Le cloaque comportemental
En furetant sur internet, j’ai découvert une expérience scientifique évoquant les lignes précédentes : celle du cloaque comportemental (5). Élaborée par l’éthologue John B. Calhoun en 1962, elle dépeint, même s’il s’agit de rats, même si c’est au niveau de la métaphore, notre planète en 2023.
« Le terme cloaque (lieu destiné à recevoir les immondices) est choisi à dessein car les comportements observés sont en fait une augmentation de l’apparition des pathologies observées dans un groupe donné. Les animaux mis dans une situation anormale de surpopulation vont être plus agressifs, des perturbations de l’activité sexuelle et des perturbations dans l’organisation sociale vont apparaître. » (5).
Si vous êtes curieux, je vous conseille de vous y intéresser : elle réduit à néant la plupart des théories du complot en expliquant scientifiquement certains phénomènes…
La doctrine tactique
Pour la plupart des gens, les armes nucléaires, c’est la Troisième Guerre mondiale. Peu d’entre nous savent la différence séparant les « tactiques » (6) des « stratégiques » (7). Elle est subtile. Le Diable étant dans les détails, la définition varie… selon les pays.
En France, « Une arme nucléaire stratégique est une arme dont l’emploi ou la menace d’emploi ne peut qu’exclusivement ressortir, conceptuellement et structurellement, de la plus haute autorité de l’État. » (7). C’était le cas des chars Pluton dotés d’ogive tactiques, relevant d’une artillerie nucléaire, disparus depuis belle lurette dans notre arsenal.

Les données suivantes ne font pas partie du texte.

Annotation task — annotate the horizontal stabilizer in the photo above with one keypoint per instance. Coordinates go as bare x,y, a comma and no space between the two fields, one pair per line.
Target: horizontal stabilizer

Ailleurs c’est… open bar. Déjà, du temps du Pacte de Varsovie (8), les missiles autoportés (NBC) étaient censés dépendre du Kremlin. Aucune certitude n’existait, à l’époque, sur la sécurité de ce système en cas de conflagration en Europe. Par ailleurs, les situations de « conflit interne à l’URSS » (Insurrection de Budapest en 1956, Printemps de Prague en 1968), grâce à la puissance de l’Armée Rouge, a permis de régler les problèmes avec des forces conventionnelles, notamment blindées. Aujourd’hui, la donne a changé, le conflit en Ukraine peut dégénérer, contaminer les pays limitrophes, puis l’Europe. Dans ce cas, un arme nucléaire tactique serait plus facilement utilisée : elle serait censée viser des objectifs strictement militaires. Peut-être même sans déclencher une riposte de grande ampleur. Ce serait la guerre atomique « raisonnable ». Tentant, non ?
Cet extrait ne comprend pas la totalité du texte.